Synergy and its conjugations got banned for the same reason anyone over thirty bans them at work: they stopped meaning anything the first time a consulting firm put them on a slide in 1994, and nothing has rehabilitated them since. The word is functional replacement for "collaboration" or "work together." Döppelscript picks one of those instead.

Game-changer and deep dive are stock phrases that signal "I could not think of a more specific thing to say so I reached for the most marketable generic available." A game-changer becomes "significant shift" or gets rewritten around. A deep dive becomes "close look." In almost every real sentence, a more specific verb would have been better than either of them, which is what the replacement forces.

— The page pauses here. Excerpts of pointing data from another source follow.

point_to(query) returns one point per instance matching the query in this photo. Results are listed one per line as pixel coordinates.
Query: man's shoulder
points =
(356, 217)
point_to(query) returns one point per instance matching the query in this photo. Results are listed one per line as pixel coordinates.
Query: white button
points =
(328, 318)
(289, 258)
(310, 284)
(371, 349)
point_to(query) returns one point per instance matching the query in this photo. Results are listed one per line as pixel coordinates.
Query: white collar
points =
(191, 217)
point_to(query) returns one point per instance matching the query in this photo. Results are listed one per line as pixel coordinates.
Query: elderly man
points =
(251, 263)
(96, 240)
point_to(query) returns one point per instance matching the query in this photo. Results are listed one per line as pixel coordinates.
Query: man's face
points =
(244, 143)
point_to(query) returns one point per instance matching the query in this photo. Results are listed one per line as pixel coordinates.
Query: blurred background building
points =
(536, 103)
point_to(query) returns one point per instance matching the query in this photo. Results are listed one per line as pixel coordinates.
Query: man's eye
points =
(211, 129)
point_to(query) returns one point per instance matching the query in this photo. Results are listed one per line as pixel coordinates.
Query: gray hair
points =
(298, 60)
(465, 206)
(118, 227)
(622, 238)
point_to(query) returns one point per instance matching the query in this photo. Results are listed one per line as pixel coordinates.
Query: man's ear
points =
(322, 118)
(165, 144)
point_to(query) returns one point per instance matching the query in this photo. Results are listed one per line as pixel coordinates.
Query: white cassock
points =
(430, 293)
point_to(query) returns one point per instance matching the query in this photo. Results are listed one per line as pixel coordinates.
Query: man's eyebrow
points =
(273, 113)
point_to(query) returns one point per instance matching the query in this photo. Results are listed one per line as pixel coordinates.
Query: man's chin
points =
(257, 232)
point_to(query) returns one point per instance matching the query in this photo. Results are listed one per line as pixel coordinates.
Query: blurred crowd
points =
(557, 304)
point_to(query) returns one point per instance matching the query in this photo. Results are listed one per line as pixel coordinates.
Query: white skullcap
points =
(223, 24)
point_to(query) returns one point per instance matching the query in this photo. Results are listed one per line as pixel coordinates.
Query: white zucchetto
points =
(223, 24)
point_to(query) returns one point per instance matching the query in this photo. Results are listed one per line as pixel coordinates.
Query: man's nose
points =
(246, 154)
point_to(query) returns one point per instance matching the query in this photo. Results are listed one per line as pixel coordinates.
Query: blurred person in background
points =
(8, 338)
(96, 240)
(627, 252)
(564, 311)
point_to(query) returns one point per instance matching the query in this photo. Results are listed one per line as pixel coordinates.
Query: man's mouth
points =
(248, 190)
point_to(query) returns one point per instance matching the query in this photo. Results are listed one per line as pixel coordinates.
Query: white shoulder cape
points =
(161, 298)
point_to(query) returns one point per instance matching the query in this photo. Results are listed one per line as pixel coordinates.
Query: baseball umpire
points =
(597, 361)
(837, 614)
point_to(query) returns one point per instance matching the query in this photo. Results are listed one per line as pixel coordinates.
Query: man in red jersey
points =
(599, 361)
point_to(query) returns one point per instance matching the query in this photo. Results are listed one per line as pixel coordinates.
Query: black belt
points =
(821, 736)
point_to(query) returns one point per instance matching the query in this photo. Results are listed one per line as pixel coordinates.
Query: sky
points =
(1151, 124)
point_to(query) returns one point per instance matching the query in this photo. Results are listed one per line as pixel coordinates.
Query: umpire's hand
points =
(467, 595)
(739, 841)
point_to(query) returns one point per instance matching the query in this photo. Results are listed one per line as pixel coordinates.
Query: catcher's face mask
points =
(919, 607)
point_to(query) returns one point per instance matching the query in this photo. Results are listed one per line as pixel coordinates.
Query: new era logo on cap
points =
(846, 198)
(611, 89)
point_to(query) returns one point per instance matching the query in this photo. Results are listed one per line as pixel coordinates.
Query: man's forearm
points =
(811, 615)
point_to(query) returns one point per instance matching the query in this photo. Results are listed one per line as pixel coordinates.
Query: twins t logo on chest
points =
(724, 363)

Landscape is a tricky one. The word has legitimate uses, including geographic and visual design contexts. The ban is specifically on the cliché usage, where "the current landscape" or "the evolving landscape" is a throat-clearing phrase that delays the actual point of the sentence. Döppelscript strips these openers when it can detect them and lets the sentence start at the real subject.

The em dash is a sentence-level tell, not a word. The em dash is fine on its merits (this post uses semicolons and colons and commas and still communicates everything it needs to), but when generative AI reaches for an em dash, it usually does so in the same specific way: to insert a mid-sentence parenthetical aside that sounds smart. The tell is not the character; the tell is the frequency. Human writers use em dashes maybe once every few paragraphs. LLMs tend to use them several times per paragraph, especially in the "confident authority" voice they default to. Stripping them forces the model to commit to a sentence structure instead of hedging with an aside.

"In today's..." is the most obvious tell of all. Every AI-generated article about anything seems to open with "In today's fast-paced digital landscape, ..." or "In today's interconnected world, ..." or "In today's competitive market, ..." None of these openers add information. All of them signal "this was written by a model that was trained on a lot of content marketing blog posts." Döppelscript strips the opener and lets the post start at the actual first real sentence.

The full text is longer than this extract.